# Visa questions. Extensions to regular visitors permit and student visa.



## rasterboy (Jun 28, 2013)

Hi all.

Since few people seem to really know what is going on with the visa rules in this country, I am just throwing out some vague questions and I accept any vague answer or guesswork in return from you lot .

I get a 12 week permit on arrival here (EU citizen) And there is the usual possibility to extend this for another 12 weeks. I probably want to stay in this country for about six months a year, during the next two years. Do you reckon they would allow me to do this without major hassle?
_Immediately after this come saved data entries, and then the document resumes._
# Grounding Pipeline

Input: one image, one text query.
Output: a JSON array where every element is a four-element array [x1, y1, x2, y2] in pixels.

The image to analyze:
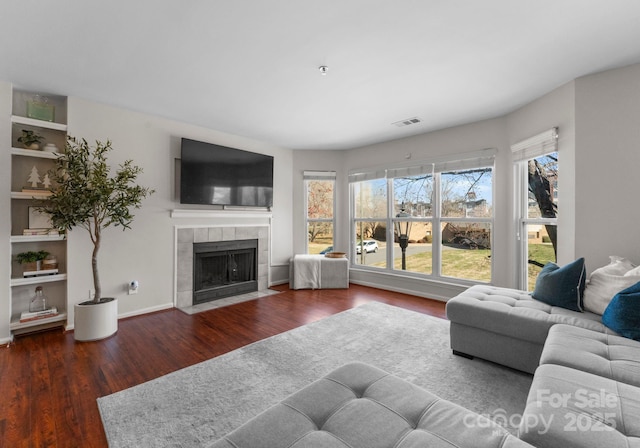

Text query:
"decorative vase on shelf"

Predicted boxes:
[[29, 286, 47, 312], [44, 143, 59, 153]]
Another option would be student visa, but they do seem to be very vague regarding which schools I am allowed to study at. I guess I could get some computer certifications here, but those are usually the type of studies where one studies at home, and only do the exams in person at the school. I assume this would not be allowed as a foundation for student visa. Do any of you people know of an official list of approved educations that could allow me a student visa?

Thanks


----------



## LegalMan (Dec 26, 2012)

Firstly, you can get a 90 day visa (not 12 weeks, that is 84 days) at the border. So, if you want these 6 months to be in one long stretch, you will need to enter and *immediately* apply for an extension and hope it comes through in the 90 days you are in SA. Running over the border and back the next day is risky and often results in an extension of only 7 more days.

You could also apply for a long-stay visitor's visa of 180 days by proving that you have sufficient funds to support yourself during the stay (R8,500 per month). You may have to prove other things too and some embassies may not grant you this easily - seek professional help.


----------